National Courts and Sciences Institute
National Courts & Sciences Institute

Welcome to the American home for judicial training in science & technology

Welcome to the National Courts & Sciences Institute


Welcome to the National Courts and Sciences Institute (NCSI). Our mission is to enhance the capacity of courts to resolve complex cases involving novel scientific and technical evidence, and, thereby, to contribute to the independence of, and public confidence in, the Judicial Branch of government.

NCSI implements this general mission in two ways.  Our first education parameter is orientation of judges in general principles of case-related science, technology, data, and methods for determining the weight of evidence.  Our second education parameter is the training of judges to be long-term resources within their jurisdictions in one of five concentrations described below. NCSI has been determined by the Internal Revenue Service to be a public charity under section 501 (c)(3) of the Tax Code of 1984.  Contributions to NCSI are deductible from federal taxation.  NCSI’s EIN (employer identification number) is 46-3017128.

General Science in the Courtroom and Concentrations for Resource Judges

All active judges of Federal and State courts are invited to NCSI’s Boot Camps, described below, but resource judges enrolled in an NCSI concentration are required to do more; in addition to  scientific orientation, they are exposed to a full spectrum of all aspects of their chosen evidence topics.  Resource judges are selected by their home jurisdictions for training scholarships.  NCSI will certify them when it determines that they have mastered the tools key to their Constitutionally established duties for assuring the fitness of the evidence in complex cases and adjudications.  Certification requires participation in a 60-hour program block, usually requiring two on-site programs and several on-line programs, over the course of a year.


Judges’ Science Boot Camp

Judicial training in scientific method, tools and measures is the formal name for programs that NCSI informally refers to as “Boot Camps."  They are immersive primers calculated to bring judges who are many years separated from science classes up to current knowledge.  They provide judicial primers in science, engineering and statistics, and promote the ability of judges to fulfill their responsibilities as gate keepers by asking, “Is the evidence before the court valid science or something else?” 


This 60-hour program trains and certifies resource judges in methods to address the safety and effectiveness of health treatments, large data analytics, clinical trial procedures and accepted techniques for weighing the strength of evidence. Partnering with the Medical University of South Carolina for resource judges’ training in health outcomes research, this concentration’s chief scientific officer is Daniel T. Lackland, Ph.D., Professor of Epidemiology, and Director of MUSC’s graduate training program in clinical trials management. NCSI’s primary goal is to enhance the capacity of courts with respect to managing complex health care evidence. Phase 1 launches in December 2017 with 12 judges.

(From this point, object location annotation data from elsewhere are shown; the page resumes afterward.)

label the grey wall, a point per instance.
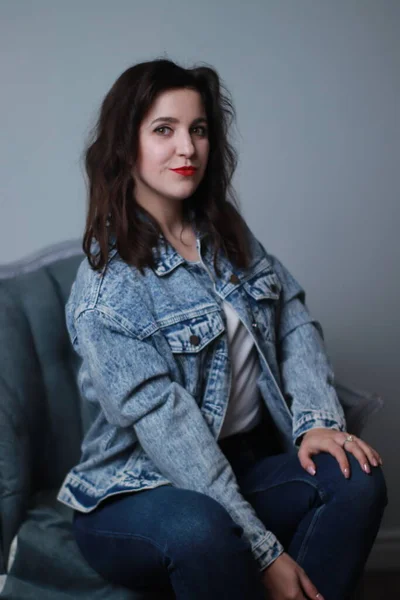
(316, 87)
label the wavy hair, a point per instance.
(114, 216)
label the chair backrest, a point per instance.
(38, 367)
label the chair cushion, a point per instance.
(46, 563)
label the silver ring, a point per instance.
(349, 438)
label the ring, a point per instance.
(349, 438)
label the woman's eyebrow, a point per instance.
(174, 120)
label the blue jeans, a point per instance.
(184, 544)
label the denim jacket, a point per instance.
(156, 370)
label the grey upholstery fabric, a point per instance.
(42, 421)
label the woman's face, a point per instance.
(173, 134)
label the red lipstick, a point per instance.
(186, 171)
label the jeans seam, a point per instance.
(120, 535)
(320, 491)
(310, 529)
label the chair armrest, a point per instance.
(15, 477)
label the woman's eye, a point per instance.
(203, 130)
(163, 127)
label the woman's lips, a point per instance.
(187, 171)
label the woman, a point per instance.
(217, 464)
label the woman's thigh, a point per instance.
(283, 493)
(165, 538)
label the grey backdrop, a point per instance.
(316, 88)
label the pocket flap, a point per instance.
(192, 335)
(265, 285)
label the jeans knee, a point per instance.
(370, 488)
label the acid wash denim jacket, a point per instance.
(156, 370)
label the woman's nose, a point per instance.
(185, 145)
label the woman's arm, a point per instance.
(133, 385)
(306, 370)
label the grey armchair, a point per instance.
(42, 422)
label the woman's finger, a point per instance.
(373, 456)
(356, 450)
(308, 587)
(340, 455)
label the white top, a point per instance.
(244, 409)
(245, 405)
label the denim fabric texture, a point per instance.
(186, 545)
(156, 370)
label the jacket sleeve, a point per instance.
(306, 370)
(133, 385)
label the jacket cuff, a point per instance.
(267, 551)
(315, 418)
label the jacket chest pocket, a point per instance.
(263, 291)
(191, 342)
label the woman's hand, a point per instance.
(322, 439)
(284, 579)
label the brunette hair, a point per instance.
(113, 213)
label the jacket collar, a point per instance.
(166, 257)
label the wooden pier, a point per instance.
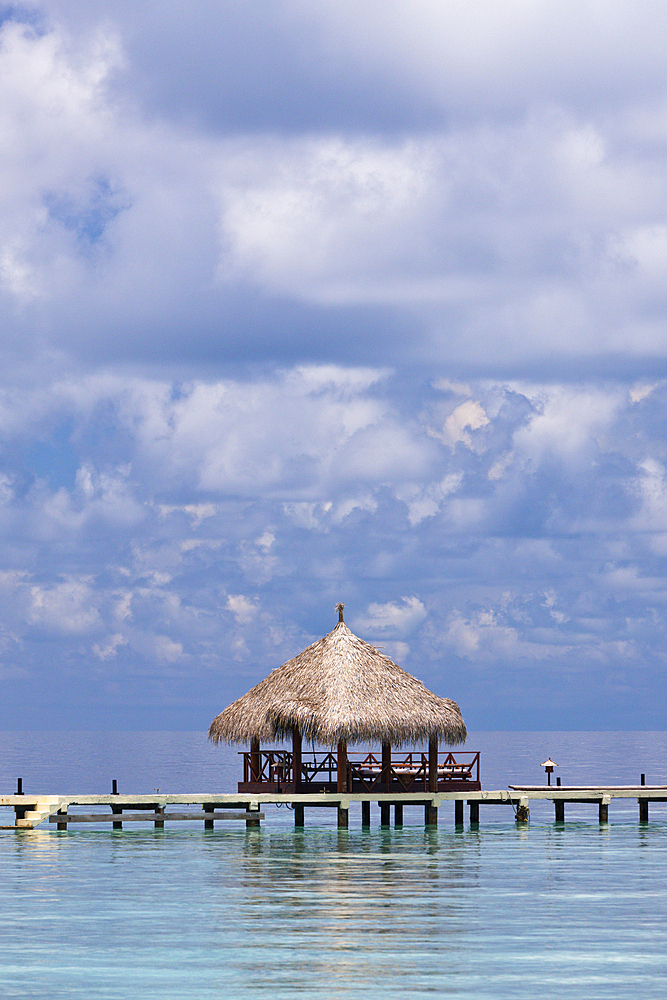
(63, 811)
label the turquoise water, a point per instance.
(573, 910)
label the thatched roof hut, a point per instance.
(340, 690)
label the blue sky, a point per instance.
(348, 301)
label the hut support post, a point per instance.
(433, 764)
(255, 760)
(341, 772)
(296, 758)
(386, 766)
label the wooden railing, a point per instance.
(408, 771)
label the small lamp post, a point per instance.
(548, 766)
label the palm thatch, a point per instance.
(340, 688)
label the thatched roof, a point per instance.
(340, 688)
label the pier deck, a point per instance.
(32, 810)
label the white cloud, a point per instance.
(67, 607)
(243, 608)
(392, 618)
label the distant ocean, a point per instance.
(572, 911)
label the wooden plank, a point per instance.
(148, 817)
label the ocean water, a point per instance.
(572, 910)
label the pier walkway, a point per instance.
(64, 811)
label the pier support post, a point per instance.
(341, 768)
(255, 760)
(386, 766)
(523, 811)
(433, 764)
(252, 816)
(430, 814)
(296, 758)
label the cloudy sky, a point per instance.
(357, 300)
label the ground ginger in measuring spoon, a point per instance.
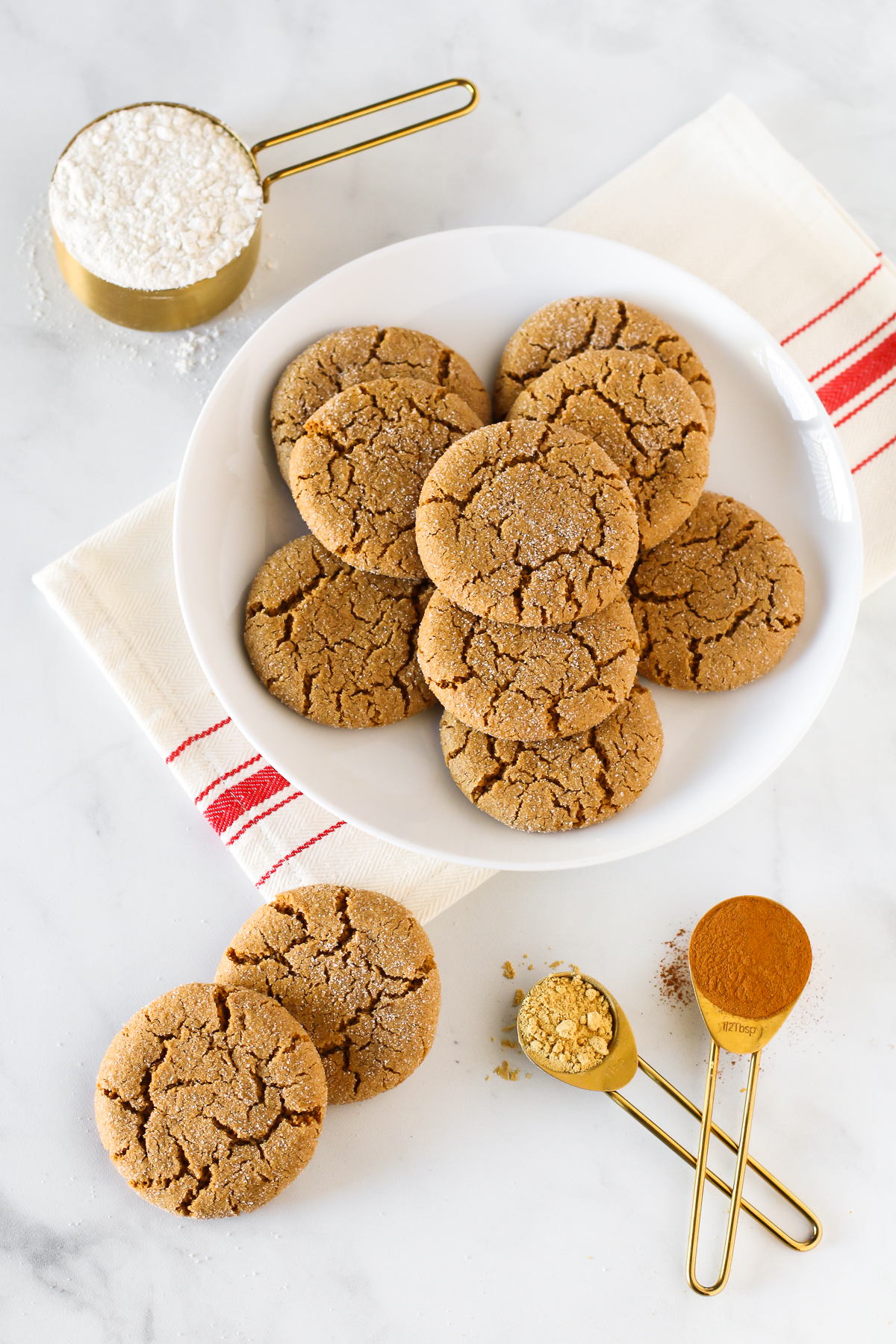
(155, 198)
(567, 1021)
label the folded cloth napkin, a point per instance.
(117, 593)
(719, 198)
(724, 201)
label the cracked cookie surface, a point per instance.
(644, 416)
(210, 1101)
(516, 682)
(563, 784)
(356, 969)
(528, 524)
(334, 643)
(359, 355)
(718, 604)
(358, 470)
(574, 326)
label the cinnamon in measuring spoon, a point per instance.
(750, 957)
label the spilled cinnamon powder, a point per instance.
(673, 974)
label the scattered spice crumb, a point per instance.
(673, 976)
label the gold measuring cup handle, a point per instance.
(364, 144)
(741, 1171)
(709, 1175)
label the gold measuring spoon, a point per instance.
(172, 309)
(620, 1066)
(726, 967)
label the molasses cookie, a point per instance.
(574, 326)
(358, 468)
(528, 524)
(210, 1101)
(516, 682)
(334, 643)
(644, 416)
(356, 969)
(718, 604)
(361, 355)
(563, 784)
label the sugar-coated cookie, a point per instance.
(210, 1101)
(359, 355)
(644, 416)
(358, 468)
(718, 604)
(334, 643)
(574, 326)
(356, 969)
(527, 523)
(517, 682)
(561, 784)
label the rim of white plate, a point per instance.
(829, 638)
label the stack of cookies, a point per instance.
(571, 546)
(211, 1098)
(358, 421)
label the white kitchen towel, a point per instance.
(117, 593)
(724, 201)
(721, 198)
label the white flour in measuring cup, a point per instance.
(155, 198)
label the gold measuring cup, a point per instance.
(172, 309)
(741, 1036)
(620, 1066)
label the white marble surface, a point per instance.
(454, 1207)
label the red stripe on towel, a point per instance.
(876, 453)
(867, 402)
(222, 777)
(237, 800)
(196, 737)
(842, 300)
(853, 349)
(299, 850)
(262, 815)
(859, 376)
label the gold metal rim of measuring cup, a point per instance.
(626, 1061)
(175, 309)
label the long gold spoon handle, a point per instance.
(751, 1162)
(680, 1151)
(741, 1171)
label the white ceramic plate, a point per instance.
(774, 448)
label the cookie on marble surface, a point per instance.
(528, 524)
(210, 1101)
(356, 969)
(359, 355)
(358, 468)
(334, 643)
(644, 416)
(574, 326)
(718, 604)
(561, 784)
(523, 682)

This 60-hour program trains resource judges in newly emerging, trace evidence and portable forensic sciences and technologies in the work of the courts. NCSI is partnering with the National Institute of Standards and Technology’s Applied Chemicals and Materials Division, Boulder, Colorado, Thomas J. Bruno, Ph.D. is this concentration’s chief science advisor.  He is the Division’s Director for the Laboratory on Experimental Properties of Fluids.  The Phase 1 training program launches June 7-9 2017 at NIST for 12 resource judges. 


This concentration certifies judges in science underpinnings and technologies that detect and remedy alleged issues associated with disputes over water, soil, and air quality. NCSI is partnering with the Lawrence Berkeley National Laboratory for judges’ training in ecosystem and climate sciences; Gary L. Andersen, Ph.D. is this concentration’s chief science advisor. He is Head of the LBL’s Department of Ecology. Phase 1, with 12 judges, launches in December 2018.


This 60-hour program trains resource judges in the science underpinning technologies used to modify human immunity to disease and newly emerging techniques to improve agricultural crops and animals and environmentally-sustaining agents, such as “good” microbes. NCSI is partnering with the Carl Woese Institute for Genomic Biology (IGB) at the University of Illinois, Champagne-Urbana. IGB's Directory, Gene E. Robinson, Ph.D., is this resource judge training concentration’s chief scientific officer. 


This concentration emphasizes progress in the brain sciences and new technologies to measure brain function. Partnering with Boys Town Research Hospital and its behavioral research program, among other science centers. This concentration pools contributions from several brain initiatives and looks at ways to measure risk in criminal and civil court contexts.  R. James R. Blair, Ph.D. is this concentration’ s chief science advisor.  He is Boys Town’s Director of Neurobehavioral Research.  Phase 1, with 12 judges, launches in December 2018.